Alors que la NAB Show bat son plein à Las Vegas, attirant plus de 60 000 professionnels des médias, Nvidia y dévoile une stratégie agressive pour conquérir la chaîne de production vidéo. Le géant des puces présente des outils d’IA intégrés à des logiciels leaders, dont un nouveau mode couleur 32 bits pour Adobe Premiere Pro optimisé pour ses cartes RTX. Dans le même temps, Wondershare Filmora adopte sa technologie Broadcast pour une fonction de correction du regard alimentée par des GPU cloud. Cette poussée dans la post-production illustre une volonté d’ancrer son infrastructure au cœur des flux de travail créatifs.
Cette offensive sectorielle se double d’un partenariat stratégique majeur avec Adobe, scellé lors de l’Adobe Summit. Jensen Huang, le PDG de Nvidia, y a présenté en personne le système Adobe CX Enterprise, une solution d’agents pour entreprises qui intègre son environnement d’exécution sécurisé OpenShell et ses modèles open-source Nemotron. L’alliance, officialisée en mars lors de la conférence GTC du chipmaker, vise aussi au développement conjoint de nouveaux modèles Firefly. L’objectif est clair : faire de cette collaboration une référence pour l’IA en entreprise, notamment dans les secteurs réglementés.
Cette expansion dans de nouveaux écosystèmes logiciels intervient dans un contexte concurrentiel qui s’intensifie. Les startups de puces IA ont levé 8,3 milliards de dollars à l’échelle mondiale en 2026. Des financements massifs ont été obtenus, comme le milliard de dollars de Cerebras Systems en février, ou les 500 millions chacun pour MatX, Ayar Labs et Etched. Leur argument repose sur une spécialisation pour l’inférence, une phase du cycle de l’IA où ils estiment pouvoir surpasser en efficacité les GPU de Nvidia, initialement conçus pour le gaming.

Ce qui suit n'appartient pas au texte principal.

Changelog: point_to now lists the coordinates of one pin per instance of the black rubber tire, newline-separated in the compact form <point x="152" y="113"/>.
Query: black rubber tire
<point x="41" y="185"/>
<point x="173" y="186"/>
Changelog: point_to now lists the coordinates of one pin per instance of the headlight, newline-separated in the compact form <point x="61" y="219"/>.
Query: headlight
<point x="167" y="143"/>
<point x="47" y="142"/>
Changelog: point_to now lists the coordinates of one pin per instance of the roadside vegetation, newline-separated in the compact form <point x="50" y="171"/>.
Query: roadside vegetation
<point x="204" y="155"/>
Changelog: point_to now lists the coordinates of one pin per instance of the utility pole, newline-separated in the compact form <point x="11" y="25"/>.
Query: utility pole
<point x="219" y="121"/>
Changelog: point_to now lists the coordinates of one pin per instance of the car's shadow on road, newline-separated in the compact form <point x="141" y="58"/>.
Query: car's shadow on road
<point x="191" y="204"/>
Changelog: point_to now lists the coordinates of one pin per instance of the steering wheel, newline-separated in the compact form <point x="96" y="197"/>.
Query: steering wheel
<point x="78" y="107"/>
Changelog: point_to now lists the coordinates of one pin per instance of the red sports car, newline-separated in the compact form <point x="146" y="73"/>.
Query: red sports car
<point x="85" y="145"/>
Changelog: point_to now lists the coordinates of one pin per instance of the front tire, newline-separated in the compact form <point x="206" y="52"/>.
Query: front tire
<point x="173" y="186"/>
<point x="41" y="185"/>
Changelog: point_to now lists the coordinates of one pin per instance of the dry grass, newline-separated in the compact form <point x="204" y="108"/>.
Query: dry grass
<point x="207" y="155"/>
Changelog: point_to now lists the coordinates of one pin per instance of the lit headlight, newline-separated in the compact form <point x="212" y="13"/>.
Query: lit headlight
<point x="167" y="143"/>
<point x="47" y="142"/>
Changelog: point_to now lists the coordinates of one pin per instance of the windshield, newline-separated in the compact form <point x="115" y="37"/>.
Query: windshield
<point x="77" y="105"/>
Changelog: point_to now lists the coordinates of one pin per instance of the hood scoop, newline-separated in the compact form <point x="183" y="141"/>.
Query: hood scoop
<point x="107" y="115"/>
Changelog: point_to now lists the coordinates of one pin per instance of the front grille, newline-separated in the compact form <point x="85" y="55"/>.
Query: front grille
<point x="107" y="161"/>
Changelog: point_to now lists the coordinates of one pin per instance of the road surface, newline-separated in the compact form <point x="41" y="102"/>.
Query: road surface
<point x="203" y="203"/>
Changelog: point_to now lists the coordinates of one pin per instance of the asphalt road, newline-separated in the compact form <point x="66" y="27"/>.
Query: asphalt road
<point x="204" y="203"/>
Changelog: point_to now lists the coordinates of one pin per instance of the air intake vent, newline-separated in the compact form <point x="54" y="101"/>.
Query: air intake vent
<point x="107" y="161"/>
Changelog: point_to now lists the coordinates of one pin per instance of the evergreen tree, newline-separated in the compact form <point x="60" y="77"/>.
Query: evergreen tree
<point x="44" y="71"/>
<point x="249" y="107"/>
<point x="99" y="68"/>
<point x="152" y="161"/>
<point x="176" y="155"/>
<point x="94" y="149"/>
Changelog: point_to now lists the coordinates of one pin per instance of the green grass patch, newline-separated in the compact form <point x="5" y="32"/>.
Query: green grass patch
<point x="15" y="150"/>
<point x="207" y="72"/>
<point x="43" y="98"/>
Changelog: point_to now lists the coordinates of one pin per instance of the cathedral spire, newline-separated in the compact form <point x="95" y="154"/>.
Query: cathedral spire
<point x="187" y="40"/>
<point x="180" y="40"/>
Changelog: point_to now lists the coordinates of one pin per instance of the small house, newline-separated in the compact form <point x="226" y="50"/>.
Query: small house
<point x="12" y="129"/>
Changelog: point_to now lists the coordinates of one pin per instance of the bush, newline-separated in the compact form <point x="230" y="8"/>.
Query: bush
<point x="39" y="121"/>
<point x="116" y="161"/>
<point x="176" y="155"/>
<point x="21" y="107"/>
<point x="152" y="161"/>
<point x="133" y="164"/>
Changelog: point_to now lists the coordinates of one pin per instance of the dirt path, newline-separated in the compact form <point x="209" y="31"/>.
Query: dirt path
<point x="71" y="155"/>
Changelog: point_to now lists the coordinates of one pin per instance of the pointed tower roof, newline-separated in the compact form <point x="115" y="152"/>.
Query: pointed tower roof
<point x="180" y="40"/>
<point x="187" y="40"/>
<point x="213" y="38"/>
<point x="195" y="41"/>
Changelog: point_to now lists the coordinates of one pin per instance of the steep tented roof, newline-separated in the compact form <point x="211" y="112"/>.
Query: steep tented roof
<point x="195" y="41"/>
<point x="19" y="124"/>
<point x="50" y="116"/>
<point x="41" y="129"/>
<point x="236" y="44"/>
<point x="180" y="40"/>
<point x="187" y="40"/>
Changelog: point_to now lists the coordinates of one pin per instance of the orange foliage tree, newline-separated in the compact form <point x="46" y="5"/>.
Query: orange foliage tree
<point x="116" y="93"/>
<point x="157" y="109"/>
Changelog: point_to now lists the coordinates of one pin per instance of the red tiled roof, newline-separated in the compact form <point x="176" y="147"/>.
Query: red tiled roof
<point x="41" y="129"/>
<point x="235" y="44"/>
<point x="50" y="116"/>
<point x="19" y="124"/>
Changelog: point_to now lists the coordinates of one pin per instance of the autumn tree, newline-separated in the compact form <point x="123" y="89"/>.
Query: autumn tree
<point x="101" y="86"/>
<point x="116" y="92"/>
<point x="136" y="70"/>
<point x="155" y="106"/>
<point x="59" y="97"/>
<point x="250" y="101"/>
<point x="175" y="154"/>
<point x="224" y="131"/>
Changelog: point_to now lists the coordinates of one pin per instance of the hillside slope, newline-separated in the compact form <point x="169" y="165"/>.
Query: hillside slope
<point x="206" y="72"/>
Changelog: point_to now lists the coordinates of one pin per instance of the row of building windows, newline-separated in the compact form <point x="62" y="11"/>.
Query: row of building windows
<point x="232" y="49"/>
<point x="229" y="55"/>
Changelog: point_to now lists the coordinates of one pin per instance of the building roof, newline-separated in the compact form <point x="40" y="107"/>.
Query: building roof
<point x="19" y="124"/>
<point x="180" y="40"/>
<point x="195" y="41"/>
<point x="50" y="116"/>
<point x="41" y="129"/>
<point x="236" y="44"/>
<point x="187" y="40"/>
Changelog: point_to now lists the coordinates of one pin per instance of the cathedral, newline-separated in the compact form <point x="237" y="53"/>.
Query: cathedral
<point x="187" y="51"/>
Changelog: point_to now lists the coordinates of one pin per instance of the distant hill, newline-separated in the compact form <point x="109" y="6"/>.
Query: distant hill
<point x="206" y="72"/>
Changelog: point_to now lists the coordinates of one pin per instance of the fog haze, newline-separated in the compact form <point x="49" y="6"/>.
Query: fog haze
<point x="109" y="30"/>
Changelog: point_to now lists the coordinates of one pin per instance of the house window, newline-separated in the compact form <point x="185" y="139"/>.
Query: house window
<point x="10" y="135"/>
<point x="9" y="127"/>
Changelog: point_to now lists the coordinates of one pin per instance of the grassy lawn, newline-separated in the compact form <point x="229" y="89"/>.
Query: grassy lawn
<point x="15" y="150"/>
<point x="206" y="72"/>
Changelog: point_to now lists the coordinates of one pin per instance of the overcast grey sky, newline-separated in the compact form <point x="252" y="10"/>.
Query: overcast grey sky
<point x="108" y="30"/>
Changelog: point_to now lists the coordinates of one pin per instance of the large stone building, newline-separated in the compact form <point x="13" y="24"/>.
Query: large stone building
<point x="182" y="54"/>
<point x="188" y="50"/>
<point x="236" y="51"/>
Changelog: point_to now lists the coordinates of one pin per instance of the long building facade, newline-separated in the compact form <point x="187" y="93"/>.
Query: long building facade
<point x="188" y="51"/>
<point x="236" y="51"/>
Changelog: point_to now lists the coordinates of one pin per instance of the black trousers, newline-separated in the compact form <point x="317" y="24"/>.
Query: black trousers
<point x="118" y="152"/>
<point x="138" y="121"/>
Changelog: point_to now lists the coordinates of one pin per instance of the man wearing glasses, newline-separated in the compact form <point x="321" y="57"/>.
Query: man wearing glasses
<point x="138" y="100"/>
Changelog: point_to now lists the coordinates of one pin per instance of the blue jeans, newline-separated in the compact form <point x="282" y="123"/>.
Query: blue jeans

Pour défendre son hégémonie, Nvidia peut s’appuyer sur des investissements colossaux. Plus de 18 milliards de dollars ont été injectés dans la R&D sur l’exercice clos, auxquels s’ajoutent l’acquisition d’actifs de Groq pour 20 milliards et des prises de participation dans deux entreprises de photonique. Son écosystème logiciel CUDA et son interconnexion NVLink lui assurent un avantage concurrentiel durable, contribuant à un taux de pénétration d’environ 85% sur le marché des GPU.
Les fondamentaux financiers restent solides. Le chiffre d’affaires annuel a atteint près de 216 milliards de dollars, porté par une division Data Center en croissance de 75% qui représente désormais 88% des revenus. Le carnet de commandes est historique, avec des GPU réservés pour plus de 1 000 milliards de dollars jusqu’en 2027, selon Jensen Huang.
Sur les marchés, l’action Nvidia se trade à 168,42 euros, affichant une hausse de près de 12% sur un mois. Elle évolue ainsi à seulement 6% de son plus haut sur un an et se maintient environ 7% au-dessus de sa moyenne mobile sur 200 sessions. La performance annuelle, en hausse d’environ 5%, contraste avec les gains spectaculaires des années précédentes (+171% en 2024, +39% en 2025).
Les prochains rendez-vous sont cruciaux. La publication des résultats du premier trimestre, prévue le 20 mai 2026, scrutera la capacité de Nvidia à capter une part significative des 700 milliards de dollars de dépenses d’investissement annoncées pour 2026 par les hyperscalers Alphabet, Microsoft, Amazon et Meta. Plus tard dans l’année, le lancement de la nouvelle architecture « Vera Rubin » promettant une multiplication par dix des performances par watt par rapport à Blackwell, pourrait servir de nouveau catalyseur.